Dr. Tonya Roberson, the President of NCBON presented the 2023 President’s Award to Alfred Lacks-Carter Jr. Alfred is the grandson of the legendary Henrietta Lacks*. The award recognized his unwavering work as he traveled the world educating and sharing his grandmother’s incredible story of unknowingly creating the HeLa cells, the first immortalized human cell line. Alfred works diligently to ensure that Henrietta Lacks’ legacy is secured with all due respect, honor, and dignity because we all are recipients of her contribution to medicine, research, and science. Alfred Lacks-Carter, Jr. promotes access to quality health care, clinical trials, advocacy, and literacy. He is the perfect person to accept this award in honor of his grandmother and is proud of her legacy and works to keep it alive to encourage others.
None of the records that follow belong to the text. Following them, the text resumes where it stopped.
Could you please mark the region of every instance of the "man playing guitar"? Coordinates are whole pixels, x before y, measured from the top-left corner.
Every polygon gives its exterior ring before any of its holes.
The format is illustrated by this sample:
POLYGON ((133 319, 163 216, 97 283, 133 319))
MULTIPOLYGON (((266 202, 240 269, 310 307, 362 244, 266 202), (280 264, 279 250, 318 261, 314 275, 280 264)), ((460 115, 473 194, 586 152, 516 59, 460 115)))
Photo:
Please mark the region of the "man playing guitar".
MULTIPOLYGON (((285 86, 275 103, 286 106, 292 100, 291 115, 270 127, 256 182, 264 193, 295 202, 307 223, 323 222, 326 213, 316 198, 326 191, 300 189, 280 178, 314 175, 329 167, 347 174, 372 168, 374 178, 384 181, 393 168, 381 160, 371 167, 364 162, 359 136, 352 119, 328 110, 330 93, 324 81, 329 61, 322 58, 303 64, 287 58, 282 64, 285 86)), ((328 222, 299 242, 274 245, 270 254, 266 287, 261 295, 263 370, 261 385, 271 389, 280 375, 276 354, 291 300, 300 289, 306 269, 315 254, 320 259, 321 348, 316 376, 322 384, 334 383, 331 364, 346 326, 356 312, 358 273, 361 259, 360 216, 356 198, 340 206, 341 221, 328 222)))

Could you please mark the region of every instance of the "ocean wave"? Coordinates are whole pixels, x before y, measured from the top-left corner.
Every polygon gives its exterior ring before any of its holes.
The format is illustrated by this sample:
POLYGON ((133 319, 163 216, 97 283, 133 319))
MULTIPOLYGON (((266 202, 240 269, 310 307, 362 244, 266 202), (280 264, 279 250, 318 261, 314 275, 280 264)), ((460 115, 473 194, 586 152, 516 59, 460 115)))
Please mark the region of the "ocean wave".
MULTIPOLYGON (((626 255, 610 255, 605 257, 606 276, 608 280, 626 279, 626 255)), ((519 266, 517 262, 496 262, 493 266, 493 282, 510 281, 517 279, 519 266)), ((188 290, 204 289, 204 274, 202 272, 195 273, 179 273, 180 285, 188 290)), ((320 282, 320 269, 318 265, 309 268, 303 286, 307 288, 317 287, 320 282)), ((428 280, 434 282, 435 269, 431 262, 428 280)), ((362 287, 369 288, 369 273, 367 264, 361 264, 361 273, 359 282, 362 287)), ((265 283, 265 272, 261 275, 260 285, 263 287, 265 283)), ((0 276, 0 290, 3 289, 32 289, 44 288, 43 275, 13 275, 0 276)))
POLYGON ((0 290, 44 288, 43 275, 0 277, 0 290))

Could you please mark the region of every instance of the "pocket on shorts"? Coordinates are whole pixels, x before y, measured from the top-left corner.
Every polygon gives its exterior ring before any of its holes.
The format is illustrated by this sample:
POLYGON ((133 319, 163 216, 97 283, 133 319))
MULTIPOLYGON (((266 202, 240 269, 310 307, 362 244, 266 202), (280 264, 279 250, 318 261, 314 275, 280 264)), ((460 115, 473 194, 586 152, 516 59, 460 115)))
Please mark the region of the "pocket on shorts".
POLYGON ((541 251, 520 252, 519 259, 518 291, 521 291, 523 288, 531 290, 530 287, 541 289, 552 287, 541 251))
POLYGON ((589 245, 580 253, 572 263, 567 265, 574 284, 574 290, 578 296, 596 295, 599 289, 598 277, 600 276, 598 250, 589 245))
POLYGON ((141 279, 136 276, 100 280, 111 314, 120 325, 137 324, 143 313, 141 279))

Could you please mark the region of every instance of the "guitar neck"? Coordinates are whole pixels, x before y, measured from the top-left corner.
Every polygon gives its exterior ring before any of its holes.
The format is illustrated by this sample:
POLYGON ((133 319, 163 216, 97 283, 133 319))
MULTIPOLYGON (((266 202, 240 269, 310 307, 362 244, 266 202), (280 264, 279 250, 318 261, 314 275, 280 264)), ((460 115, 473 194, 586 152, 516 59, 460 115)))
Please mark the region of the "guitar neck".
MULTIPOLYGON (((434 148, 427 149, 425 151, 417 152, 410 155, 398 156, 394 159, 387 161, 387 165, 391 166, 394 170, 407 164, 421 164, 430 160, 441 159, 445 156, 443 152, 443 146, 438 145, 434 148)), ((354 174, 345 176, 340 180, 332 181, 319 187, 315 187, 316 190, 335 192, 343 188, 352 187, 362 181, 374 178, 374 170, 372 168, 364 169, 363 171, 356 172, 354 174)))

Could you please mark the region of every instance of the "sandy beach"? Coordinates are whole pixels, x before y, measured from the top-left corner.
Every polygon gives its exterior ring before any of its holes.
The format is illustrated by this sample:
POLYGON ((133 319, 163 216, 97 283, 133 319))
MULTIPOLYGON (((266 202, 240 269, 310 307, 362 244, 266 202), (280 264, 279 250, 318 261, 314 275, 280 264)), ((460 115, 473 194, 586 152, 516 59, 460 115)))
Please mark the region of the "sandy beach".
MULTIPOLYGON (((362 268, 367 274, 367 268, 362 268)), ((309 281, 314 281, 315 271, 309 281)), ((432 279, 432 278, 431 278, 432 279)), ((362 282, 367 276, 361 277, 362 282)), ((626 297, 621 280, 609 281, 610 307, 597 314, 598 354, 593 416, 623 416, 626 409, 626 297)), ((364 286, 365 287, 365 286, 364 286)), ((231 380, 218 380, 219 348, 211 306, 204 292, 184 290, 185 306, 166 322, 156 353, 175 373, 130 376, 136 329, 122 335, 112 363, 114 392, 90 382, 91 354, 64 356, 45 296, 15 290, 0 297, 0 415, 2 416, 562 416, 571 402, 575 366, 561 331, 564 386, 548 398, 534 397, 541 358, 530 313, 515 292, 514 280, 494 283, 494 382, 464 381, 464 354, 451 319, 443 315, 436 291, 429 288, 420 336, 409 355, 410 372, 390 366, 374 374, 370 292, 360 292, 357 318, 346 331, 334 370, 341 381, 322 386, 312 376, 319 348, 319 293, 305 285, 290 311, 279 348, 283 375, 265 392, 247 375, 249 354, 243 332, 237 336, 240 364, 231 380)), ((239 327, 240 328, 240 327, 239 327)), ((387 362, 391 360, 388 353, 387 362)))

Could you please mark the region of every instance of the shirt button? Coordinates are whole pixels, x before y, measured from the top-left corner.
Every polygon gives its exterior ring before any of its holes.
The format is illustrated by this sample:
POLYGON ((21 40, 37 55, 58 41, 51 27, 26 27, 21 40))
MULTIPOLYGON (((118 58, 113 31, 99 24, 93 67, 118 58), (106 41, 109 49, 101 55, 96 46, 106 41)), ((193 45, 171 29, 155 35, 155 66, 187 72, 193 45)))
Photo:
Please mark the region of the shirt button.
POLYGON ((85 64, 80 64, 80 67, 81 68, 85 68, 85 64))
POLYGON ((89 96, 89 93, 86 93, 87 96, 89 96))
The 2023 Morehouse School of Medicine Award is meant to recognize individuals who have dedicated their work to servicing the community by securing and nurturing community partnerships while amplifying health equity by dismantling barriers to equitable health services. The award honored the work of Mrs. Sabrina Mobley-Frazier for her work as a veteran Community Health Worker, serving the state of Georgia for over 14 years. Mrs. Mobley-Frazier’s interdisciplinary skill set enhances health outcomes related to community health work and offers relevant and innovative methods for addressing health disparities.

Congratulations to all of those who were recognized at this event. Although we cannot honor each of these individuals enough for the fantastic work that they have done and continue to do for the community, we thank them for their passion and dedication and for being in community with us.
About Henrietta Lacks

*Henrietta was the uninformed source of the HeLa cell line, the first immortalized human cell line, and continues to be the hot topic of conversation as her cells served as an invaluable source of medical data and simultaneously continue to bring to the forefront the concerns of privacy and patients’ rights.

Special thanks to Dr. Tonya Roberson, President of NCBON and to the team at Morehouse School of Medicine; Dr. Tabia Akintobi & Dr. Charity Mitchell for their facilitation and contributions to this piece.